The only difference between Haverford and prison, in my mind, was that they didn’t ask you to do chores in prison. In prison, you could just sit in your cell and read books, unlike Haverford, where fussy adult supervisors pestered you incessantly about things you had to do at various points of the day. I think I might have preferred prison to Haverford—but Jude took that decision out of my hands.
“Yeah, right,” I said. “We go seventeen years without parents, and someone is going to adopt us now, right before the system turns us loose?”
“Better late than never,” he said.
And then they showed up—a kindly, elderly couple from Charlottesville, Virginia, who’d never had any child
ren of their own. They’d driven up Highway 29 to Haverford to spend time with us. The next day, we’d climbed into the backseat of their car, and driven back to their farm on the outskirts of Charlottesville.
It was only later, after we were safely ensconced at our fourth and final high school as the newly adopted twin sons of this kind family, that I learned the truth.
The elderly man had once been a professor of theoretical physics at the University of Virginia. His wife of forty years had been a post doc under his care and guidance. Somewhere along the way, the physics professor had stumbled across an interesting way to permanently control and stabilize single layers of carbon atoms—graphene sheets—and then stack them one on top of another so they could form a variety of conductive materials that really big, multinational manufacturing companies could use.
The physics professor had carefully patented his invention and then sold the ideas to one big global company after another for royalties that would last nearly forever. He’d always been vague about the inspiration for his ideas. But it hardly mattered. He had the patents that clearly explained the knowledge, which meant he owned them.
Before long, the professor had become quite wealthy—beyond his wildest dreams, in fact—and was able to retire from his tenured faculty position at the University of Virginia. And ten years after that, the physics professor had seen his wealth accumulate into billions of dollars as the royalties from his patent literally poured into his bank accounts.

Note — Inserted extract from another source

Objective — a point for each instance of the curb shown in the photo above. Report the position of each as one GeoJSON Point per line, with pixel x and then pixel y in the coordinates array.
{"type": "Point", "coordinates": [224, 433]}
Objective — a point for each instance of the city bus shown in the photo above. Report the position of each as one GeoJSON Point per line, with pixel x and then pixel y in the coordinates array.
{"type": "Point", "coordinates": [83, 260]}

But that wasn’t the truth. Oh, I’m sure this story played a hand in why Jude chose them as our final set of foster parents. But it wasn’t the truth. It wasn’t what really lived at the very center of this physics professor’s life, what made him feel alive and consumed nearly every waking minute of every part of his day.
No, the truth was that the professor’s marriage was a lie. He didn’t love his wife, or even women for that matter. What he really liked, what made his heart race and flutter, were young boys.